Bogard does not argue the applicability of § 388 of the Restatement which addresses the supplying of a chattel known to be dangerous for its intended use. We note, however, that since there is no showing Mac's knew or had reason to know the ladder was dangerous for its intended use, Bogard cannot prevail by virtue of § 388 either.4

This court having determined that Mac's had no obligation to exercise due care for the safety of Bogard, the employee of an independent contractor, the entry of summary judgment in favor of Mac's is affirmed.


NEAL and HOFFMAN, JJ., concur.


1. In their briefs, the parties focus their arguments on the question of the ladder's ownership, and consequently, the utility, for summary judgment purposes, of a statement given by another Crum employee to Bogard's attorney. Since the factual question of ownership is not one of the issues dispositive of the litigation, we need not consider further the statement's admissibility or its usefulness as a means of creating a genuine issue of material fact. But, cf. Gaboury v. Ireland Road Grace Brethren, Inc. (1983), Ind., 446 N.E.2d 1310, 1314.
2. Whether the ladder was in fact defective as Bogard alleges is a matter in dispute.
3. Mac's arguably is a supplier for purposes of § 388 and 392. "Supplier" includes any person who for any purpose or in any manner gives possession of a chattel for another's use, or who permits another to use or occupy it while it is in his own possession or control, without disclosing his knowledge that the chattel is dangerous for the use for which it is supplied or for which it is permitted to be used.

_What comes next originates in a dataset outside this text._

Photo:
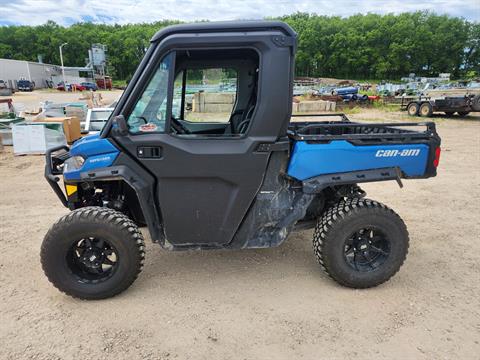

Restatement (Second) of Torts § 388 comment c. (1965).

4. Restatement § 388 provides: One who supplies directly or through a third person a chattel for another to use is subject to liability to those whom the supplier should expect to use the chattel with the consent of the other or to be endangered by its probable use, for physical harm caused by the use of the chattel in the manner for which and by a person for whose use it is supplied, if the supplier (a) knows or has reason to know that the chattel is or is likely to be dangerous for the use for which it is supplied, and (b) has no reason to believe that those for whose use the chattel is supplied will realize its dangerous condition, and (c) fails to exercise reasonable care to inform them of its dangerous condition or of the facts which make it likely to be dangerous.